On March 10, 1876, Alexander Graham Bell changed the world with his famous quip, “Mr. Watson, come here; I want you.” The day marked the beginning of the telephone era. Once considered an unnecessary luxury and now a standard part of life used by individuals the world over, the telephone would revolutionize communication. Imagine Bell’s reaction were he able to see how his invention has evolved.
What is VoIP?
One of the latest applications of Internet Protocol (IP) is Voice over Internet Protocol (VoIP). In simple terms, VoIP is a service that allows users to make telephone calls over an Internet connection. Unlike a traditional telephone service that uses a regular (analog) phone line, VoIP utilizes a broadband Internet connection that allows users to place phone calls through their computer using a special VoIP telephone or an adapter attached to a regular phone.
What equipment does VoIP require?
One of the biggest advantages of using VoIP technology is the lack of necessary equipment. An individual with a computer hooked up to the Internet can place a phone call using the high-speed connection. Using one of the free VoIP software programs, users can make calls completely independent of the phone company.
Consumers who want or need a more traditional means of placing phone calls can still take advantage of VoIP technology by using an analog telephone adaptor (ATA). An ATA is a converter that allows a user to plug their telephone in either to their computer or directly to their Internet connection. Simply attach the ATA to the Internet connection, then plug the phone into the ATA, and VoIP is ready to go.
Specialized phones are also available. The IP phones are equipped with an RJ-45 connector and plugged directly into the Internet connection.
How does it work?
By capitalizing on the digital signals used to send information and data over the Internet, VoIP converts calls into a compressed digital form that can be transmitted via the Internet. This is accomplished through the use of a codec, a computer program or device that samples audio signals at a rate of several thousand times per second. Each sample is compressed, transmitted, and then reassembled. When reassembled, the audio is nearly seamless, providing the listener with the continuous audio signal to which they are accustomed.
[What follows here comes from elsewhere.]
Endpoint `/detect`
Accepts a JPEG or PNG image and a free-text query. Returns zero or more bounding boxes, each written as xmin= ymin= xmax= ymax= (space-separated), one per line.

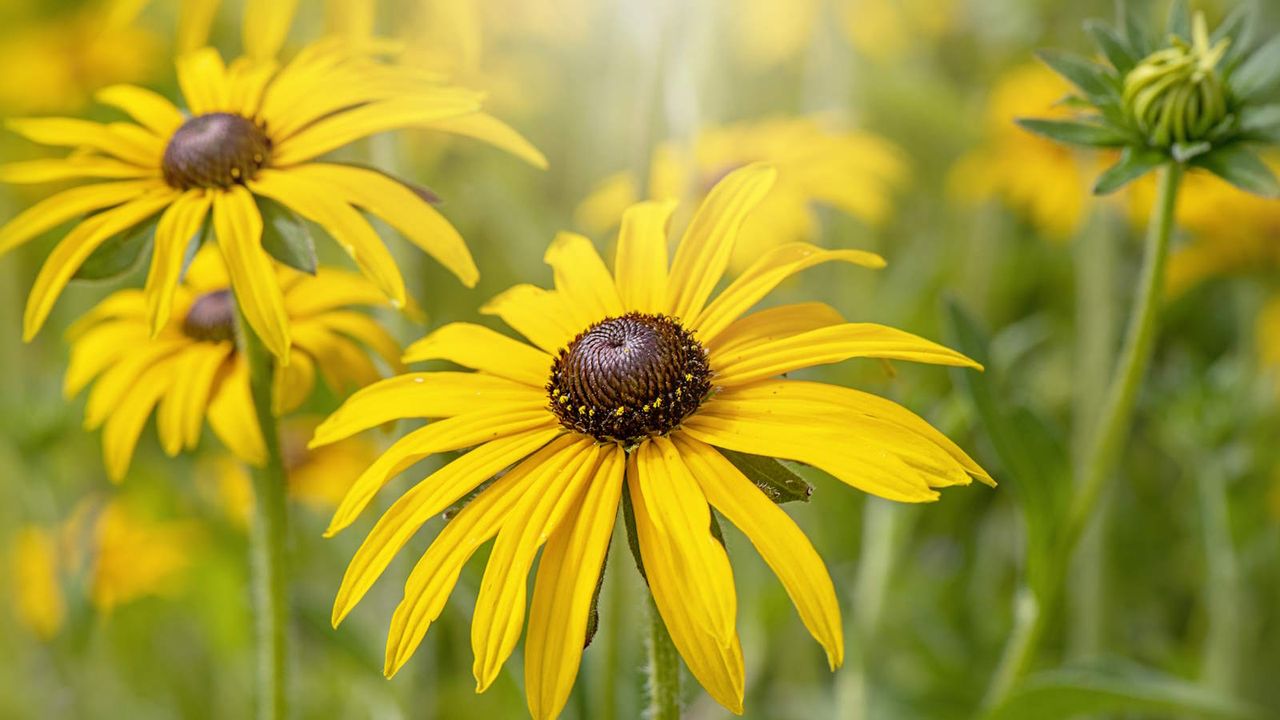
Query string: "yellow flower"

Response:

Based on the codec used, samples are taken at different speeds (from 8,000 to 64,000 times per second)
Traditional phone users may be surprised to learn that they are most likely already using VoIP technology. The majority of phone companies have made the switch to VoIP, particularly for long-distance phone calls. Routing calls through switches allows phone companies to reduce the amount of bandwidth being used, in addition to reducing the amount of infrastructure needed.
What services does VoIP offer?
VoIP offers many of the same features that standard phone services offer. Users can take advantage of call waiting, Caller ID, three-way calling and more – all at reduced costs.
Who uses VoIP?
While VoIP technology has distinct advantages over traditional telephone services, not everyone has made the transition to the VoIP protocol. Primarily used in business environments, VoIP has filled a niche for businesses looking to create and use their own networks. By controlling every aspect of their IP telephony, companies can increase security and ensure that call quality is of the highest standard.
Residential users will also appreciate the benefits of flexibility and cost reduction. As technology continues to evolve, VoIP will most likely become standard for both residential and business use.
What are VoIP’s benefits?
One of the primary benefits of VoIP is the reduction in cost associated with making phone calls. In a traditional phone network, a long-distance call would require the exclusive use of a cable connecting the two ends of a telephone call for the duration of the call. Thus, a long-distance phone bill would reflect the “rental fee” for using the service. With VoIP, digitizing a call means that thousands of calls can share the cable at the same time — improving efficiency and reducing costs.
Another benefit to this technology is the flexibility that VoIP offers. Unlike a phone network that is limited to the location of hard wired connections, VoIP can be used wherever there is bandwidth available. Users can access their VoIP network on any broadband connection, allowing them to make and receive phone calls as if they were in their office. Particularly for the mobile workforce, this level of flexibility will make VoIP an essential part of business.
What are VoIP’s weaknesses?
Despite the benefits, there are some weaknesses that must be addressed with VoIP. Traditional phone lines are not dependent on electricity — a feature that is useful during power outages or in areas where the electrical supply is not consistent. VoIP technology using broadband signals must have electricity to work.
Additionally, some users have expressed concern over the security of the VoIP system and its vulnerability to hackers and viruses. Due to the system’s use of broadband networks, many users wonder about the safety of using the network.
Dependence on traditional phone lines will be another issue that VoIP will have to face. Multiple systems are based on hard-wired phone networks (alarm systems and emergency/911 networks, for example) and will not easily transfer to a broadband network.
Alexander Graham Bell’s device continues to evolve, pushing the limits of both technology and resources.